One of my favorite examples of a (very, in this case) complex chain reaction of events colliding with less-than-ideal conditions comes from the write-up of the AWS S3 outage in us-east-1 in February 2017. In addition to the sheer size and length of the outage, it also gave many engineering teams and users a chaos monkey look into which services had hard dependencies on that specific S3 region; one of these impacted services was AWS’s own status board. AWS had to use Twitter to supply updates to customers during the outage.
The media at the time kept writing stories with headlines like, “Typo Takes Down S3,” but that was not only a gross oversimplification, it was… well, maybe not wrong, but arbitary scapegoating. Here are some equally valid and yet invalid, given the lack of scope, headlines they could have used:
- “Maintenance Script That Did Not Check Input Parameters Takes Down S3”
- “S3 Suffers Regional Outage Because AWS Stopped Testing for Regional Outages”
- “S3 Collapses Under the Weight of Its Own Scale”
Honestly, someone should make a Mad Libs based on those headlines.

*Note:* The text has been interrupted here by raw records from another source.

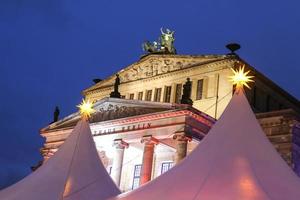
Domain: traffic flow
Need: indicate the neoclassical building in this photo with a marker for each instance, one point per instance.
(145, 132)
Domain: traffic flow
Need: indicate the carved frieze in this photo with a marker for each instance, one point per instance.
(154, 67)
(110, 111)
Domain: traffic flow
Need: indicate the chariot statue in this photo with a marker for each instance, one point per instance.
(165, 44)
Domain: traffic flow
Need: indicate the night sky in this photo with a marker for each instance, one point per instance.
(50, 50)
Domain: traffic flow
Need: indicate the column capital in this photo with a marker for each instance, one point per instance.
(182, 137)
(148, 139)
(120, 144)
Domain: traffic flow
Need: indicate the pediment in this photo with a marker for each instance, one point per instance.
(110, 109)
(153, 65)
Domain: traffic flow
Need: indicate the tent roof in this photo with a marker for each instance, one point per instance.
(234, 161)
(74, 172)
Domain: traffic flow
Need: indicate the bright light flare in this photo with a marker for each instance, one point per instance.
(86, 109)
(241, 78)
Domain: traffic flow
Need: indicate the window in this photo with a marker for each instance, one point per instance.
(157, 94)
(165, 166)
(140, 96)
(109, 168)
(178, 93)
(131, 96)
(136, 176)
(199, 94)
(148, 95)
(168, 94)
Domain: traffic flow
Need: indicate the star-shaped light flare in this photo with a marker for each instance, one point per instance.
(86, 109)
(241, 78)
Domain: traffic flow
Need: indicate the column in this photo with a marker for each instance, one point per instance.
(146, 171)
(181, 145)
(116, 170)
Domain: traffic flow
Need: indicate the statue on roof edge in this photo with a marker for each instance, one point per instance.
(165, 44)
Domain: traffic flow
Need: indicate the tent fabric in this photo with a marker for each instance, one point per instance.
(234, 161)
(73, 172)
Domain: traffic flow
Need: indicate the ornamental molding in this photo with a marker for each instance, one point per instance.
(208, 67)
(155, 65)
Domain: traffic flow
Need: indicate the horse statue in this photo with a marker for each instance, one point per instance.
(167, 41)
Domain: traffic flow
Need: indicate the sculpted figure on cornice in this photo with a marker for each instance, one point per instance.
(109, 112)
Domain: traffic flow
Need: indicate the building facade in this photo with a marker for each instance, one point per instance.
(147, 131)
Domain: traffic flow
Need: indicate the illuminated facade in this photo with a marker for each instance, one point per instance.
(147, 131)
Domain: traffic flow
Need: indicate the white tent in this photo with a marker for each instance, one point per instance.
(235, 161)
(74, 172)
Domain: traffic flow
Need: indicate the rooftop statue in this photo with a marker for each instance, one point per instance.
(165, 43)
(116, 93)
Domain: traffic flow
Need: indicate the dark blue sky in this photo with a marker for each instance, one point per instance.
(51, 50)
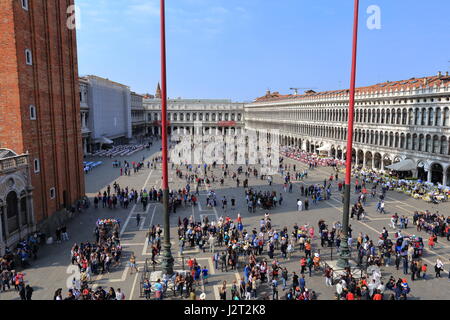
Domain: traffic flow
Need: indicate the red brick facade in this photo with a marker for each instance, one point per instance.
(51, 85)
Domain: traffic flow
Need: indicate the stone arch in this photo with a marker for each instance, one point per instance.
(360, 157)
(368, 159)
(386, 160)
(437, 172)
(377, 160)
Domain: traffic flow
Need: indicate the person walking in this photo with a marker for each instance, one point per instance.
(299, 205)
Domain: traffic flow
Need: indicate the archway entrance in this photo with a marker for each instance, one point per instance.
(369, 158)
(377, 161)
(421, 173)
(437, 173)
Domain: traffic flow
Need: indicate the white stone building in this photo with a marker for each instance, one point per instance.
(406, 122)
(217, 116)
(105, 112)
(16, 199)
(138, 121)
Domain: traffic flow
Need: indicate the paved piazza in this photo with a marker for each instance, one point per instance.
(53, 270)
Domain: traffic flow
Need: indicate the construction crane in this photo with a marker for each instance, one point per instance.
(296, 89)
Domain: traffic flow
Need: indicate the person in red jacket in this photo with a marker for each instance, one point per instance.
(378, 295)
(350, 295)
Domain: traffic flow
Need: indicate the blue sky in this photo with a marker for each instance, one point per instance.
(238, 49)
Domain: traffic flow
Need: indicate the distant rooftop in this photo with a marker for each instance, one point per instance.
(6, 153)
(432, 81)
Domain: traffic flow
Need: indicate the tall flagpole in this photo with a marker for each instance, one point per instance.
(167, 259)
(344, 258)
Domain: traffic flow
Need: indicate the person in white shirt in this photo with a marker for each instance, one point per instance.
(299, 205)
(120, 295)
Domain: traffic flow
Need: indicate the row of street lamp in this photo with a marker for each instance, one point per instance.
(167, 258)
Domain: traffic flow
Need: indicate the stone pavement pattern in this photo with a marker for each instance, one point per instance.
(53, 269)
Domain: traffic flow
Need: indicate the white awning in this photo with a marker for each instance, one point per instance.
(106, 140)
(326, 147)
(404, 165)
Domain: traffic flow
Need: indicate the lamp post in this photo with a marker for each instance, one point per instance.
(344, 257)
(167, 259)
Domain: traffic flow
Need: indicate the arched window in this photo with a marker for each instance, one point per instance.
(436, 148)
(430, 117)
(445, 121)
(444, 145)
(12, 212)
(438, 120)
(428, 146)
(410, 116)
(421, 142)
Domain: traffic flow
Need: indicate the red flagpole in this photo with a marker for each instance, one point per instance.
(167, 259)
(345, 251)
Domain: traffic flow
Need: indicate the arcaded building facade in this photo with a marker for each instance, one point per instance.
(394, 121)
(39, 100)
(218, 116)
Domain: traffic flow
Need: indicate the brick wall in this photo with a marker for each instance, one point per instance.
(51, 85)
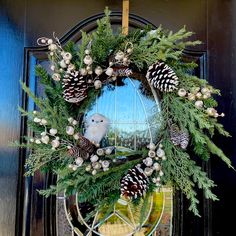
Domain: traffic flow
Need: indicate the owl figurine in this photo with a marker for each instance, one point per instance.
(96, 127)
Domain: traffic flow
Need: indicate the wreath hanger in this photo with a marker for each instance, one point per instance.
(125, 17)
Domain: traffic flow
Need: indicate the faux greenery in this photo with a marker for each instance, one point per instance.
(180, 168)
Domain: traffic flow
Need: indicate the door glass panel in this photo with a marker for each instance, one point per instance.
(131, 113)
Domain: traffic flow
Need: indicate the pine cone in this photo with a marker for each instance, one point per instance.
(134, 184)
(162, 77)
(74, 87)
(179, 137)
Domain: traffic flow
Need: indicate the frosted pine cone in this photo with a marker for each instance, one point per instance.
(74, 87)
(76, 152)
(162, 77)
(179, 137)
(135, 183)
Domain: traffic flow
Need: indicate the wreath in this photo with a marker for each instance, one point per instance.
(71, 146)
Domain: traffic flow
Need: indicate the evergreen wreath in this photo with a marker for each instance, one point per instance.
(98, 173)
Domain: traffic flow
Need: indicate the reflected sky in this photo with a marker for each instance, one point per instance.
(130, 112)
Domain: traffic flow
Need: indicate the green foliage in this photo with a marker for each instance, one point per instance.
(103, 189)
(159, 45)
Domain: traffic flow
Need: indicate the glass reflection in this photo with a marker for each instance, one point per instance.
(134, 124)
(131, 114)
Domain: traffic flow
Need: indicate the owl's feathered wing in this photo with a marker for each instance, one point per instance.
(96, 131)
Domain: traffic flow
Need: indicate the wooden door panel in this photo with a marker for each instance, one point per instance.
(25, 21)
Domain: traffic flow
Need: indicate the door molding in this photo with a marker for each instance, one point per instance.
(33, 210)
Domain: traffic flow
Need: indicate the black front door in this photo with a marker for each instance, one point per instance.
(22, 22)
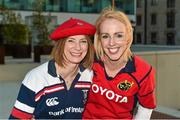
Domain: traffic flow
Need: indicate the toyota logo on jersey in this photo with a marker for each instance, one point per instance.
(109, 94)
(52, 101)
(125, 85)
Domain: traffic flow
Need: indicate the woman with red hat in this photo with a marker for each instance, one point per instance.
(58, 88)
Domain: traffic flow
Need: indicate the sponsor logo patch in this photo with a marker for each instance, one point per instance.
(52, 101)
(125, 85)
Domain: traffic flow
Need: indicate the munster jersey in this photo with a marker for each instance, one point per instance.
(43, 94)
(116, 97)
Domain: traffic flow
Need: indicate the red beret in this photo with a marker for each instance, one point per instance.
(72, 27)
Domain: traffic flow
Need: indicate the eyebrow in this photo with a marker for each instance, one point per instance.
(79, 39)
(114, 33)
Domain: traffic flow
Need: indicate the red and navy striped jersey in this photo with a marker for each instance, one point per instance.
(117, 97)
(43, 94)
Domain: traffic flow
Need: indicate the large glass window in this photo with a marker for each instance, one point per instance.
(153, 38)
(153, 18)
(170, 3)
(83, 6)
(171, 19)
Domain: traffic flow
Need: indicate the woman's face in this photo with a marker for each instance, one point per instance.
(113, 39)
(75, 49)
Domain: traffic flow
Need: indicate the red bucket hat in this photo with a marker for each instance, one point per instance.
(72, 27)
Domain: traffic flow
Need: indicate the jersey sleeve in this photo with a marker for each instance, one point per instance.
(25, 103)
(146, 93)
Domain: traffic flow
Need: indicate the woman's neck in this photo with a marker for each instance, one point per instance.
(113, 67)
(67, 71)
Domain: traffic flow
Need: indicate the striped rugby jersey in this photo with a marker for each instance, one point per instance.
(116, 97)
(43, 94)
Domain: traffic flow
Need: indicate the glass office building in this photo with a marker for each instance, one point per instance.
(73, 6)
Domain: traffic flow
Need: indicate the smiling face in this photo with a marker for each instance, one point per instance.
(75, 49)
(113, 39)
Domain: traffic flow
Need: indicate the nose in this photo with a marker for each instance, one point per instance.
(111, 41)
(78, 46)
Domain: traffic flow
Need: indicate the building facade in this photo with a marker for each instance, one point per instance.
(61, 10)
(157, 22)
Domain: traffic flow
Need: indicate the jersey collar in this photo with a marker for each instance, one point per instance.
(52, 68)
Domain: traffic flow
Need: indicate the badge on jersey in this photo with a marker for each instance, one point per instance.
(125, 85)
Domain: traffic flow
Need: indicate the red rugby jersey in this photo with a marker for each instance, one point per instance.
(116, 97)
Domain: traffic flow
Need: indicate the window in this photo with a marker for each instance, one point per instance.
(15, 1)
(139, 20)
(139, 3)
(170, 3)
(170, 19)
(153, 38)
(153, 19)
(170, 39)
(154, 2)
(138, 38)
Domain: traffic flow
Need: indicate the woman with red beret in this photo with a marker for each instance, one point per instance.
(58, 88)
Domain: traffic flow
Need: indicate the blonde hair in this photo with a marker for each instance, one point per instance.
(111, 13)
(58, 52)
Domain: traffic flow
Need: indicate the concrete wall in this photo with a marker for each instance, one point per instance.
(167, 65)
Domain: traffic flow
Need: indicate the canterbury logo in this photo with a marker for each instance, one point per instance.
(52, 101)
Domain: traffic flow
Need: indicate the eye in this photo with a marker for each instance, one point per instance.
(119, 35)
(104, 36)
(84, 41)
(70, 40)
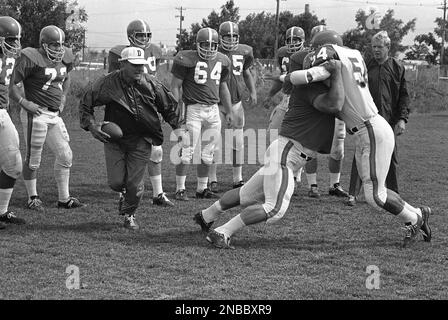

At any rate, focusing on a chain of discrete or tightly-coupled events in a post-mortem makes less sense than focusing on the contributing conditions, at least if you genuinely want to prevent future issues. These conditions, especially where humans are involved (which is everywhere), are highly contextual and directly related to the organization’s culture. If the engineering teams involved have a culture of strong ownership and collaboration, your set of solutions, both technical and process-related, can and probably should be very different than if the team has a lack of discipline or a lack of footing in reality. And in the latter case, ideally (but probably not realistically), the existing culture should be a target of remediation.
Those century-old cast-iron water mains would have failed sooner or later. In fact, they still do on a regular basis. However, a well-intentioned policy change meant to address a situation unrelated the health of the infrastructure and which may or may not have taken that infrastructure’s decrepit, degraded condition in mind created some chaotic water main blowouts that summer. If you’re looking at a production incident and your “root cause” is singular, whether it’s either just one event, or one pre-existing condition, or a simple combination, you’re not going to prevent anything in the future, except perhaps effective incident prevention itself.
(P.S. You should read John Allspaw’s more definitive writings on incident analysis.)